Which makes me sound like a Tory politician. Which is kinda rich given my own political leanings. And brings more than a little bit of bile to the back of my throat. 

So I find myself very conflicted over the whole thing.

But as of the 19th, it feels like the decision now to wear a mask or not wear a mask has become more a badge of tribal allegiance than simply a courtesy to your fellow human beings; and with judgment harsh, vocal and equally vitriolic on both sides of the divide.


It does also mean that we're free to spar again at karate on Tuesday and Thursday evenings, which essentially means that I'm free to get kicked in the head again by friends who are younger, faster and much quicker than me. I'm not sure what kind of a reflection it is on my character that I actually welcome that.

It might also go some way towards explaining why my back and my joints ache so much. It certainly explains the bruising on the instep of my left foot.


And the band is back. As of the beginning of July, we'd had one live gig. It was great, but in a strange, sat at their tables, dancing in their seats kind of way. Since then, we've had four more gigs, three of them in the last week.


I even took Nikki to see a gig. A guy called Frank Turner was performing in Gloucester on the 18th. Outside in the grounds of Llanthony Priory on the edge of the Docks just outside the city centre. Still tentatively "under restrictions" until midnight, everybody was sat out on the grass in the sunshine in their socially distanced, demarcated "plots" of ground. It was a lovely evening. I get to do it so rarely, but I really do love watching other people, especially those superb at their chosen craft, perform.


We'd originally planned to go with my daughter and her fiancé Dan, but Tasha was still in the final days of her isolation, although beginning to feel a bit better, so as we sat out in the warm Sunday evening sun watching Frank perform on the distant stage, we video-called her on WhatApp to let her know we were thinking of her and to give her a glimpse of what she was missing.

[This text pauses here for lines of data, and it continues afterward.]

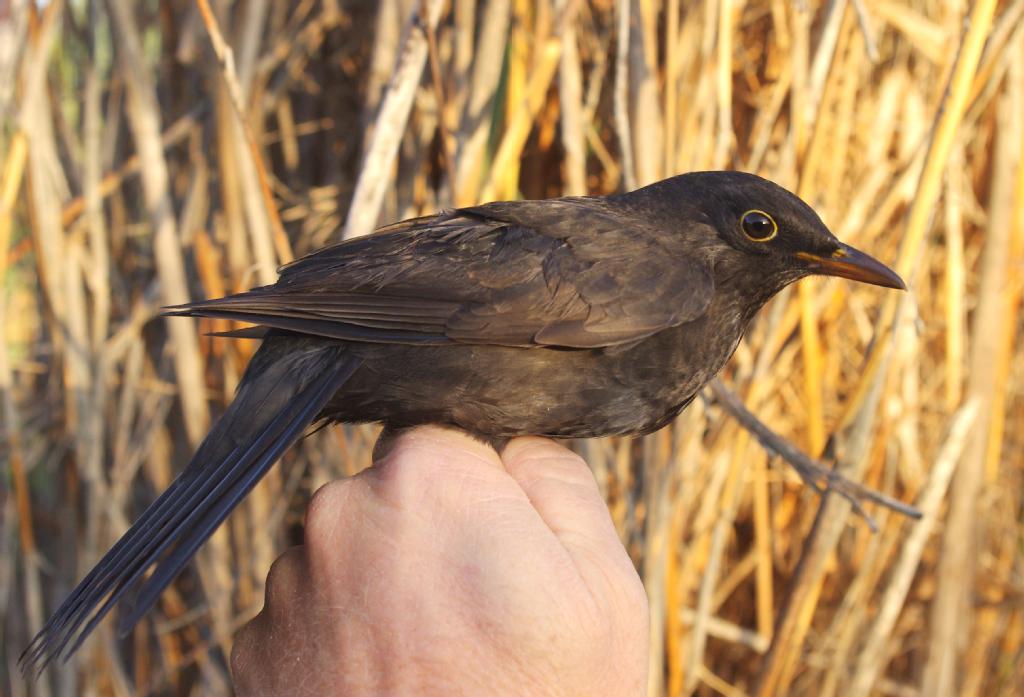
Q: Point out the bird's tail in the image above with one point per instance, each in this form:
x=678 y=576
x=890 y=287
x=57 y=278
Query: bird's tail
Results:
x=284 y=389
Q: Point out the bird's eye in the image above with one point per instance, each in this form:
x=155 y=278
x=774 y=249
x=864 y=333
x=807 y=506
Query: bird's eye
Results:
x=758 y=226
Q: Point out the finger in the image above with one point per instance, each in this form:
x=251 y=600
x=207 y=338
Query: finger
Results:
x=427 y=466
x=430 y=443
x=561 y=488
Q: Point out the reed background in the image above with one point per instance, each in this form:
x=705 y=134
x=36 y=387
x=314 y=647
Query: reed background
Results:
x=129 y=181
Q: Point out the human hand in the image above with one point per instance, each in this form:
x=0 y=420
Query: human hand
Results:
x=448 y=570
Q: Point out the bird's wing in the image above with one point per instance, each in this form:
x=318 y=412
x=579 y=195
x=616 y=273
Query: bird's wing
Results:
x=560 y=272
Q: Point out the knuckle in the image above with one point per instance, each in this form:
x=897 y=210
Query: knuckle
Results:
x=323 y=512
x=241 y=658
x=283 y=577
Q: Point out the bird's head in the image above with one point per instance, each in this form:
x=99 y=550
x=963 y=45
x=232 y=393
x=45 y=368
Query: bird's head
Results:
x=768 y=233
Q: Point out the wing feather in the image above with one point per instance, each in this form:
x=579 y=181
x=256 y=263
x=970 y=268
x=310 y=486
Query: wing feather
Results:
x=561 y=272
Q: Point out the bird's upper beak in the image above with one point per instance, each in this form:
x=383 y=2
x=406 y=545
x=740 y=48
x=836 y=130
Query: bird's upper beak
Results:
x=850 y=263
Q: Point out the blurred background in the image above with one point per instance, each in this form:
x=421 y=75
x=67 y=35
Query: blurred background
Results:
x=164 y=150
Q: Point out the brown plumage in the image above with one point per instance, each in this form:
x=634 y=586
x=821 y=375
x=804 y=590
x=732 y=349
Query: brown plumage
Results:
x=569 y=317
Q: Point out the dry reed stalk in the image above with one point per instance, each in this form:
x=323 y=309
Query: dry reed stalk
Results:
x=869 y=661
x=390 y=124
x=840 y=99
x=951 y=619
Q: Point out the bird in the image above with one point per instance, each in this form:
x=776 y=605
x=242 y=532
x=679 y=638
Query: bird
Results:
x=568 y=317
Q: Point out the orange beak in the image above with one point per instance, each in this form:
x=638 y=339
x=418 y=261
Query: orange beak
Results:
x=850 y=263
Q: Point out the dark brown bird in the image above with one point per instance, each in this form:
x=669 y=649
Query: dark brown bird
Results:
x=569 y=317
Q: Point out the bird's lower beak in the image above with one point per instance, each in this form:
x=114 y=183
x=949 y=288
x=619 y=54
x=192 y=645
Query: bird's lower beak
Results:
x=850 y=263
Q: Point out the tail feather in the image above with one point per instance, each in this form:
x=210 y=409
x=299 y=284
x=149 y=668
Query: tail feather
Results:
x=284 y=390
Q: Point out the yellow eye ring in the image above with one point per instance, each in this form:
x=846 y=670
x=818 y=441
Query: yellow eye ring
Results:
x=758 y=225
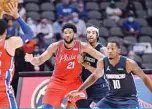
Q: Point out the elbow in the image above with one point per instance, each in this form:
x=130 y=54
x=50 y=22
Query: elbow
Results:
x=95 y=77
x=31 y=33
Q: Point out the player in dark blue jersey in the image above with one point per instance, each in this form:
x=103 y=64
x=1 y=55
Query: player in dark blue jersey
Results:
x=100 y=88
x=118 y=70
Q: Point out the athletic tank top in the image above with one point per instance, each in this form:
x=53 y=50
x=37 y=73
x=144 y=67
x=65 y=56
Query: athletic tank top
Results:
x=121 y=82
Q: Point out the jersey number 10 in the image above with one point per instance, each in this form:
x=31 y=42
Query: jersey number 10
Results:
x=116 y=84
x=70 y=65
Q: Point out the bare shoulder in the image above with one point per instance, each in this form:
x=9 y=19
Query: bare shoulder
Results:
x=130 y=62
x=85 y=45
x=53 y=47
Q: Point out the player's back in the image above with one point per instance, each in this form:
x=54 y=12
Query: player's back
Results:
x=100 y=87
x=67 y=67
x=6 y=66
x=121 y=82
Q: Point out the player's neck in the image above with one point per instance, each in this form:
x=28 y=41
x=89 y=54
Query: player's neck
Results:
x=114 y=61
x=68 y=46
x=94 y=44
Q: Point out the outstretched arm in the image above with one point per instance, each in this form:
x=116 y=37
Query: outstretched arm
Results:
x=132 y=66
x=43 y=57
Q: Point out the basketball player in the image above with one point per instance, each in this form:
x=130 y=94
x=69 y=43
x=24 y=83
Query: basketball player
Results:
x=7 y=52
x=100 y=88
x=118 y=70
x=67 y=70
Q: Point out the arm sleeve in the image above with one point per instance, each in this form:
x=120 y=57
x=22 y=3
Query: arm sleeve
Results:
x=28 y=33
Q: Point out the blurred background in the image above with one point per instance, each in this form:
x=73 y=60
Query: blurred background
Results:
x=127 y=21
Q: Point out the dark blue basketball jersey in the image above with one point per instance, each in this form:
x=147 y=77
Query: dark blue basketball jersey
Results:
x=121 y=82
x=101 y=85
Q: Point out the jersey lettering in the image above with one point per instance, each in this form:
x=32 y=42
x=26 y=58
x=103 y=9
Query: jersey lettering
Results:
x=116 y=84
x=71 y=65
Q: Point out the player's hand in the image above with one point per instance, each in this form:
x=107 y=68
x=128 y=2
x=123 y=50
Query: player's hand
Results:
x=13 y=11
x=28 y=57
x=72 y=94
x=80 y=59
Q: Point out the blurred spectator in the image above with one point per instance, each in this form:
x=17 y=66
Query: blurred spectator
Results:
x=113 y=12
x=57 y=26
x=80 y=24
x=131 y=26
x=22 y=10
x=82 y=12
x=12 y=29
x=32 y=25
x=41 y=43
x=45 y=28
x=130 y=8
x=64 y=9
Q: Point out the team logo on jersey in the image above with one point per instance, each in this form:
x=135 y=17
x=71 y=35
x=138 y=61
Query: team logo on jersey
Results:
x=108 y=68
x=36 y=100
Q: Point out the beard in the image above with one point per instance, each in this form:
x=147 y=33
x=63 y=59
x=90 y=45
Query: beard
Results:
x=111 y=58
x=69 y=42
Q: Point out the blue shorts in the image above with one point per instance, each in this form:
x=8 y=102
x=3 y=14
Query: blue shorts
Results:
x=126 y=102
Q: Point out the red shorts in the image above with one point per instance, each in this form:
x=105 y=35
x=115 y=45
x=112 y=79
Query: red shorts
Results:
x=56 y=92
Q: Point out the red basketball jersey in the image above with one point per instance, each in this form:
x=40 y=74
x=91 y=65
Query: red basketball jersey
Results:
x=6 y=67
x=67 y=68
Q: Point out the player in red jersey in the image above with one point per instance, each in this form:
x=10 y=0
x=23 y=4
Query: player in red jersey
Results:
x=67 y=70
x=7 y=51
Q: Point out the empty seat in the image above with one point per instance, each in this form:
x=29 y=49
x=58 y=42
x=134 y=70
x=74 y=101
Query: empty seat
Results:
x=94 y=15
x=104 y=5
x=103 y=32
x=146 y=66
x=47 y=7
x=130 y=39
x=93 y=22
x=138 y=5
x=145 y=39
x=120 y=22
x=32 y=7
x=121 y=5
x=109 y=23
x=34 y=15
x=92 y=6
x=141 y=14
x=142 y=22
x=147 y=31
x=49 y=15
x=27 y=1
x=116 y=31
x=147 y=58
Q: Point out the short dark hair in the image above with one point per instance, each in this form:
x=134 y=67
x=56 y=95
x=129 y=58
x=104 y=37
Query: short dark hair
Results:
x=71 y=26
x=117 y=43
x=3 y=26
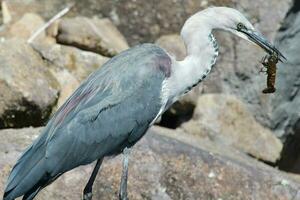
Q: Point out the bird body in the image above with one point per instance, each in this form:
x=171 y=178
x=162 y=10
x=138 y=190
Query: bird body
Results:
x=103 y=116
x=114 y=107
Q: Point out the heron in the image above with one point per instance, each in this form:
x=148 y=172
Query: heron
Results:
x=115 y=106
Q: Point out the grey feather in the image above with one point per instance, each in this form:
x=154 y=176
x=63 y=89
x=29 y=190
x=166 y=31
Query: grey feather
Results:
x=111 y=110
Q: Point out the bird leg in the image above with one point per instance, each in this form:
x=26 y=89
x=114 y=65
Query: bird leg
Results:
x=123 y=184
x=87 y=192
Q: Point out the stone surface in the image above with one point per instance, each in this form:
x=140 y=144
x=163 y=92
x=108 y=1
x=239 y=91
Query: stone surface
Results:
x=28 y=89
x=162 y=168
x=97 y=35
x=79 y=63
x=70 y=66
x=286 y=104
x=237 y=67
x=26 y=26
x=224 y=119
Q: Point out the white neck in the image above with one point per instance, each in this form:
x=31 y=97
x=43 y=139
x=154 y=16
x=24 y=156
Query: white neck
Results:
x=202 y=51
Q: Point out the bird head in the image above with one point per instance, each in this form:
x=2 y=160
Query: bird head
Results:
x=231 y=20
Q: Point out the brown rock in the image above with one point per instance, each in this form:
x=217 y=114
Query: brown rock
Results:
x=97 y=35
x=224 y=119
x=161 y=167
x=70 y=66
x=26 y=26
x=28 y=89
x=79 y=63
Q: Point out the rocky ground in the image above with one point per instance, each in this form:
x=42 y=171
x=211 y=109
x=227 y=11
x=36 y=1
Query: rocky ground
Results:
x=224 y=140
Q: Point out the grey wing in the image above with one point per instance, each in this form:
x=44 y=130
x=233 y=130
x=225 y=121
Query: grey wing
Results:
x=114 y=114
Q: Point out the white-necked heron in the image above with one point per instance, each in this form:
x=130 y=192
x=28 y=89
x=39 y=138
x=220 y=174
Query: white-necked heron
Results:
x=114 y=107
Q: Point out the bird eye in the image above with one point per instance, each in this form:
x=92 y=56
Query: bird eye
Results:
x=241 y=26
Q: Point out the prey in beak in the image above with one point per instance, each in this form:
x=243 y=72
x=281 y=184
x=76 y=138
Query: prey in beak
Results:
x=270 y=61
x=261 y=41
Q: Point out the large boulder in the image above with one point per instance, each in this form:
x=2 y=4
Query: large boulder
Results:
x=162 y=167
x=97 y=35
x=285 y=115
x=28 y=89
x=69 y=65
x=26 y=27
x=224 y=119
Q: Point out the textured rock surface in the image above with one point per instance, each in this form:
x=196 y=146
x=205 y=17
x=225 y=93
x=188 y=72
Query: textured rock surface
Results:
x=224 y=119
x=79 y=63
x=26 y=26
x=28 y=89
x=69 y=65
x=97 y=35
x=162 y=168
x=286 y=104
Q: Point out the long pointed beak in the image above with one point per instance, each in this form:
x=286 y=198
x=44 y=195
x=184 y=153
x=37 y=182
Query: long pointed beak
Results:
x=263 y=43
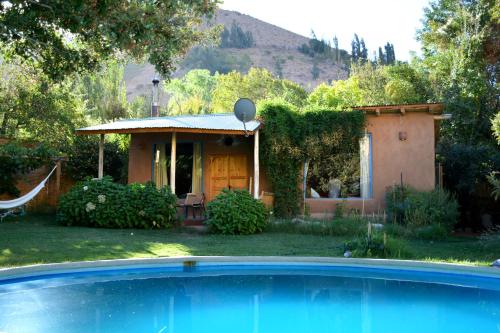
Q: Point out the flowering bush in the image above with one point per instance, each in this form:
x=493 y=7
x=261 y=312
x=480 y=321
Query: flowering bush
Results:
x=102 y=203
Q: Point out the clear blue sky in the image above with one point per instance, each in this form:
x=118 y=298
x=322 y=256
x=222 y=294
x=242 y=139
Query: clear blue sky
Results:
x=377 y=21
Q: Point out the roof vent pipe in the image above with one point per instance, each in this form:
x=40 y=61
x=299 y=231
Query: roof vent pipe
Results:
x=155 y=108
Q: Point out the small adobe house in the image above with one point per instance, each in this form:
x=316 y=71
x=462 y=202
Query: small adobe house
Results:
x=207 y=153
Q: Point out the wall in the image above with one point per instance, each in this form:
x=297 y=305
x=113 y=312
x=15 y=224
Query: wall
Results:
x=413 y=159
x=141 y=153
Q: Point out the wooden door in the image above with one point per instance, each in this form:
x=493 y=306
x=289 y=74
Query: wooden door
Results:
x=227 y=171
x=238 y=175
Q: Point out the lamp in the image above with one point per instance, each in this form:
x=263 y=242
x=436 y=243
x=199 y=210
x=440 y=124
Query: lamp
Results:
x=154 y=101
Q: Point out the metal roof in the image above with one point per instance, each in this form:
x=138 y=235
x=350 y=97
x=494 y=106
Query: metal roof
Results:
x=209 y=123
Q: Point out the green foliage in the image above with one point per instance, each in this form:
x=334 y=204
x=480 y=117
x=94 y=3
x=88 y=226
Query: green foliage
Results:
x=16 y=160
x=460 y=47
x=237 y=38
x=359 y=52
x=315 y=71
x=418 y=209
x=31 y=109
x=83 y=156
x=378 y=245
x=291 y=137
x=191 y=94
x=495 y=126
x=467 y=165
x=353 y=225
x=258 y=85
x=236 y=212
x=374 y=85
x=104 y=93
x=104 y=204
x=159 y=29
x=216 y=60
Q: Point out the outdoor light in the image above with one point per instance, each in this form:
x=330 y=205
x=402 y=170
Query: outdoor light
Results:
x=155 y=98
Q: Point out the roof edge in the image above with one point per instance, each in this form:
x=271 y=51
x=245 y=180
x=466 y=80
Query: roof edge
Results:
x=83 y=131
x=432 y=108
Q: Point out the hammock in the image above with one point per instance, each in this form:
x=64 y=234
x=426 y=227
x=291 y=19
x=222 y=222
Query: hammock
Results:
x=11 y=204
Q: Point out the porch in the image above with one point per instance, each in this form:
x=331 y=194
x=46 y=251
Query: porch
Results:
x=196 y=156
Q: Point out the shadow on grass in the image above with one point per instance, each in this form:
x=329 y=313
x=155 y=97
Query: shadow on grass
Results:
x=39 y=239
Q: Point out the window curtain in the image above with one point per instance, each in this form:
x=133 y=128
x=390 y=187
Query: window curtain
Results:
x=197 y=168
x=160 y=174
x=364 y=158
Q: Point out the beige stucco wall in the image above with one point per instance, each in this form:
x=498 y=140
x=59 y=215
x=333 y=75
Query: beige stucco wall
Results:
x=413 y=158
x=141 y=153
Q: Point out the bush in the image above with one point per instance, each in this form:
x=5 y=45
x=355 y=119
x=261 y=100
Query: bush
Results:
x=17 y=159
x=378 y=245
x=83 y=156
x=102 y=203
x=236 y=212
x=418 y=209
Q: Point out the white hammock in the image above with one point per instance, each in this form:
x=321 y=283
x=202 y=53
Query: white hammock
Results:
x=10 y=204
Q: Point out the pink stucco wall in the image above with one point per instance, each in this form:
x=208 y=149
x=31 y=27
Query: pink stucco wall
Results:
x=413 y=158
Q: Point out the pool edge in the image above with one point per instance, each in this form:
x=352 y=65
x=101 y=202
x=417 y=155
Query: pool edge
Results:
x=103 y=265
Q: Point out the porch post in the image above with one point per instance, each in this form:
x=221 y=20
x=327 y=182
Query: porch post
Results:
x=100 y=169
x=256 y=164
x=173 y=158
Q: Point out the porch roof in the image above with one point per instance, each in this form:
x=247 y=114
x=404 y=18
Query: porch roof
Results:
x=209 y=123
x=432 y=108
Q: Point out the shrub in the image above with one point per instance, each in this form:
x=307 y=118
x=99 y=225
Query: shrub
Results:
x=17 y=159
x=236 y=212
x=102 y=203
x=418 y=209
x=378 y=245
x=83 y=155
x=345 y=226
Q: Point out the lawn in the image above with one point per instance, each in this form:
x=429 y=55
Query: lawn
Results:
x=39 y=239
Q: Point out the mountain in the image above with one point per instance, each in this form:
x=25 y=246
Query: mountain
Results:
x=273 y=48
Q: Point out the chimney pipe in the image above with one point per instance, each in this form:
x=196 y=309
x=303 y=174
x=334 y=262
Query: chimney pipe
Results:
x=155 y=108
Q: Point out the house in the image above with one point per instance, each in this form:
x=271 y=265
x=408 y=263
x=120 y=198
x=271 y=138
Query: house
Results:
x=207 y=153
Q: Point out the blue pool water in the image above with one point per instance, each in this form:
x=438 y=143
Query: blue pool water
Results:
x=254 y=299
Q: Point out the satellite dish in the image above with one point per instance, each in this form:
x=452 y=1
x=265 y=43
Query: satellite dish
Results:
x=244 y=110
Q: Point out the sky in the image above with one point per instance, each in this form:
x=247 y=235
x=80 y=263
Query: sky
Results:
x=377 y=21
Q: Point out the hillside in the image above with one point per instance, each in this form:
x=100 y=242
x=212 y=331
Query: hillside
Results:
x=274 y=48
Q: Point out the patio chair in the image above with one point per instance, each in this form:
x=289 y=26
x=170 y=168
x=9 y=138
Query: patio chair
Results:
x=195 y=201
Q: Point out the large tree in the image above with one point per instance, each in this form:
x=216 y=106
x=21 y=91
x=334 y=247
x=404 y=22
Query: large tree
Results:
x=461 y=57
x=65 y=36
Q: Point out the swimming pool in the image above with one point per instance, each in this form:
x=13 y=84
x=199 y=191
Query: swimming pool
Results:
x=242 y=294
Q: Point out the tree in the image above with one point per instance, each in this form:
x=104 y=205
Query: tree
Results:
x=390 y=56
x=258 y=85
x=66 y=36
x=216 y=60
x=355 y=49
x=336 y=47
x=363 y=53
x=34 y=110
x=460 y=47
x=381 y=57
x=236 y=37
x=373 y=85
x=105 y=93
x=191 y=94
x=315 y=71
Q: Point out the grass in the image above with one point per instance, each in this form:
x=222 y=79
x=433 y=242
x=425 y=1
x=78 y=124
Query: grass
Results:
x=39 y=239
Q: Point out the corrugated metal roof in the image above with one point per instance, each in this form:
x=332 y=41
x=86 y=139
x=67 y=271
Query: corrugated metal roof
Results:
x=223 y=122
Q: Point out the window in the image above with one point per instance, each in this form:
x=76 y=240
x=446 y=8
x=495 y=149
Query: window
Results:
x=340 y=174
x=188 y=170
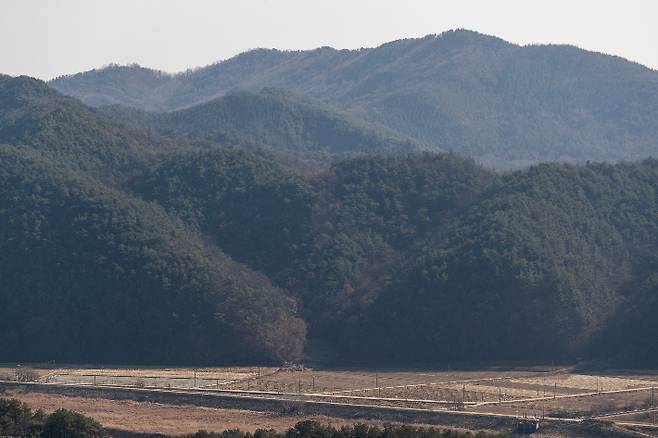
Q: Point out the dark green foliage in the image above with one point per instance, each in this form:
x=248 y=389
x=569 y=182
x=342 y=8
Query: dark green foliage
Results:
x=91 y=274
x=17 y=419
x=314 y=429
x=255 y=210
x=430 y=256
x=34 y=115
x=533 y=269
x=480 y=96
x=271 y=117
x=68 y=424
x=403 y=256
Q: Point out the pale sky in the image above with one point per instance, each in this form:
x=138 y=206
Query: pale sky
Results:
x=47 y=38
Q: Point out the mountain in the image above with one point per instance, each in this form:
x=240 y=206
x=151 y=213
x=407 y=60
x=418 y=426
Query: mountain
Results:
x=116 y=249
x=275 y=118
x=477 y=95
x=430 y=256
x=91 y=273
x=35 y=116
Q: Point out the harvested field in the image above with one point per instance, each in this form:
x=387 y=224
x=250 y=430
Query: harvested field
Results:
x=165 y=419
x=532 y=391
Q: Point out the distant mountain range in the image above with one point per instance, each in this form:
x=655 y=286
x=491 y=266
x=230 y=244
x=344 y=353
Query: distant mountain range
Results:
x=477 y=95
x=125 y=245
x=229 y=214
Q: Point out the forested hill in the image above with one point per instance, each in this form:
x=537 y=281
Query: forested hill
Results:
x=275 y=118
x=34 y=115
x=429 y=256
x=477 y=95
x=92 y=274
x=215 y=254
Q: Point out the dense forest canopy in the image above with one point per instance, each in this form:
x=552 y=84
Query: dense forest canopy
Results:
x=121 y=244
x=504 y=104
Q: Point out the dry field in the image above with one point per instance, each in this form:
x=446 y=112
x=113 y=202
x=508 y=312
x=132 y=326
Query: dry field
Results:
x=164 y=419
x=534 y=391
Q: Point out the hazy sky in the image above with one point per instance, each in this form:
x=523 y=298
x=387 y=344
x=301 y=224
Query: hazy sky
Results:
x=46 y=38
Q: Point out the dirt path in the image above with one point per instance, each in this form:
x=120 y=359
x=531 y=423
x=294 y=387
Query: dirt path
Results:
x=165 y=419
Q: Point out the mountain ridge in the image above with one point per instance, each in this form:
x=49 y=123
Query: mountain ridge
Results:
x=503 y=104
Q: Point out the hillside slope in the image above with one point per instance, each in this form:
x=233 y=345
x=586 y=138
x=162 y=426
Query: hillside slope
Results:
x=504 y=104
x=275 y=118
x=93 y=275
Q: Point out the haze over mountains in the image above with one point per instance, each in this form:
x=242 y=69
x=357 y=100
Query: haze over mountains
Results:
x=477 y=95
x=199 y=235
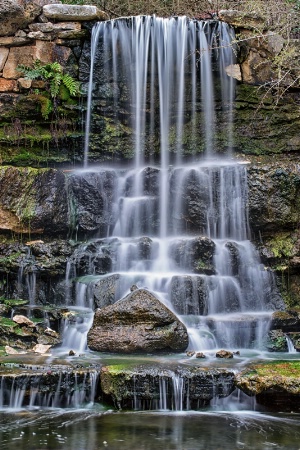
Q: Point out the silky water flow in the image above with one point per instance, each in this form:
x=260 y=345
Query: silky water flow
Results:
x=177 y=219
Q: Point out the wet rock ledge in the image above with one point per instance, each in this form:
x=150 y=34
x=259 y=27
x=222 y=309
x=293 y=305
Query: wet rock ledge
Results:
x=146 y=385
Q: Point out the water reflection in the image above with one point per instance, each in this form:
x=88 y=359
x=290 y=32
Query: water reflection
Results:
x=91 y=430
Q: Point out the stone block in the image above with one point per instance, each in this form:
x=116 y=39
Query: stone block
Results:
x=24 y=83
x=40 y=36
x=13 y=41
x=73 y=12
x=8 y=85
x=26 y=55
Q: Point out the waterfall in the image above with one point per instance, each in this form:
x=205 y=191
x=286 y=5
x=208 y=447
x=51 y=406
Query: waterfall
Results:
x=61 y=389
x=177 y=216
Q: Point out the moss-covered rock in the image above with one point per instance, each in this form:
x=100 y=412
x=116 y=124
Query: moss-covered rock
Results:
x=275 y=384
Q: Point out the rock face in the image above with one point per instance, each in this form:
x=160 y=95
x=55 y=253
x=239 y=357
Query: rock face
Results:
x=275 y=385
x=73 y=12
x=141 y=386
x=13 y=16
x=137 y=323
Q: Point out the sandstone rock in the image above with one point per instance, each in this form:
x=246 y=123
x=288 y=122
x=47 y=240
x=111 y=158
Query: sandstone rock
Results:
x=41 y=36
x=22 y=320
x=137 y=323
x=124 y=385
x=24 y=83
x=57 y=27
x=240 y=19
x=14 y=15
x=71 y=34
x=234 y=71
x=11 y=351
x=41 y=348
x=14 y=41
x=73 y=12
x=8 y=85
x=256 y=69
x=27 y=55
x=276 y=341
x=11 y=17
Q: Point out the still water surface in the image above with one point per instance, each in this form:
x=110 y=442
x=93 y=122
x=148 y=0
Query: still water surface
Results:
x=98 y=429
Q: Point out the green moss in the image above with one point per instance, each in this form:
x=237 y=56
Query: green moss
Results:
x=4 y=322
x=276 y=368
x=14 y=302
x=282 y=245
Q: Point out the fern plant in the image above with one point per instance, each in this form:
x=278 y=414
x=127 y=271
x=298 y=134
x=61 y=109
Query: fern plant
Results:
x=56 y=82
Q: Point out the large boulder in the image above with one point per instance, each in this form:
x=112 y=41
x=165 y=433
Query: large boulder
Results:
x=137 y=323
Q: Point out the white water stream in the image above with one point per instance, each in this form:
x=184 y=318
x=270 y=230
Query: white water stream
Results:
x=169 y=210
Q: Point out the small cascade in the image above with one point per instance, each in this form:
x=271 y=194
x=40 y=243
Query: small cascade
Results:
x=49 y=390
x=27 y=278
x=77 y=324
x=290 y=345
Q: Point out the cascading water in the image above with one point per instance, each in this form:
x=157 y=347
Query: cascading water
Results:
x=177 y=223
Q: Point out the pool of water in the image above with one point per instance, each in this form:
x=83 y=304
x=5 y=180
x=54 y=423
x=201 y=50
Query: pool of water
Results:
x=92 y=429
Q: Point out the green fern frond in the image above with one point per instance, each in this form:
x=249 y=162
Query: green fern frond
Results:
x=71 y=84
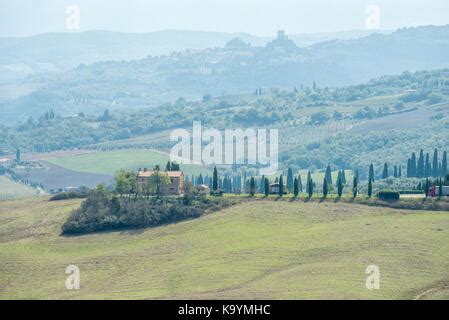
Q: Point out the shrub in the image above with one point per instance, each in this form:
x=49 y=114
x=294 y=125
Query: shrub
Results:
x=69 y=195
x=388 y=195
x=100 y=212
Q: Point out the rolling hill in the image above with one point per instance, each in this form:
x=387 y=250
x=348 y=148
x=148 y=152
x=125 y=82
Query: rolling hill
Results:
x=235 y=68
x=256 y=250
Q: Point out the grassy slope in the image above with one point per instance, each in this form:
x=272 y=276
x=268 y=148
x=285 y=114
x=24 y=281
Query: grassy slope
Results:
x=111 y=161
x=11 y=190
x=254 y=250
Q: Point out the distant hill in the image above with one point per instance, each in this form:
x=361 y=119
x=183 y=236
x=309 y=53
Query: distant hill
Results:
x=233 y=69
x=62 y=51
x=54 y=52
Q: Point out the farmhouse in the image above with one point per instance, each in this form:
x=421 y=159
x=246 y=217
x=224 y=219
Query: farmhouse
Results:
x=175 y=187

So far as our own gigs have gone, we've played a couple of pubs and a couple of private parties, one on the back of a boat cruising up the Bristol Avon on a sunny Wednesday afternoon, and the other on a Saturday  night in the hall of the Slimbridge British Legion. It's good to be back. I've really missed it. Although it could explain what's wrong with my left elbow. 


And, if I'm brutally honest, I did for the last eighteen months or so, find myself enjoying the novelty of this thing they refer to as "free time" across the evenings and weekends. So much so that I might actually miss it now that it's gone again. 

If I ever find the time to pause long enough to remember what it was like.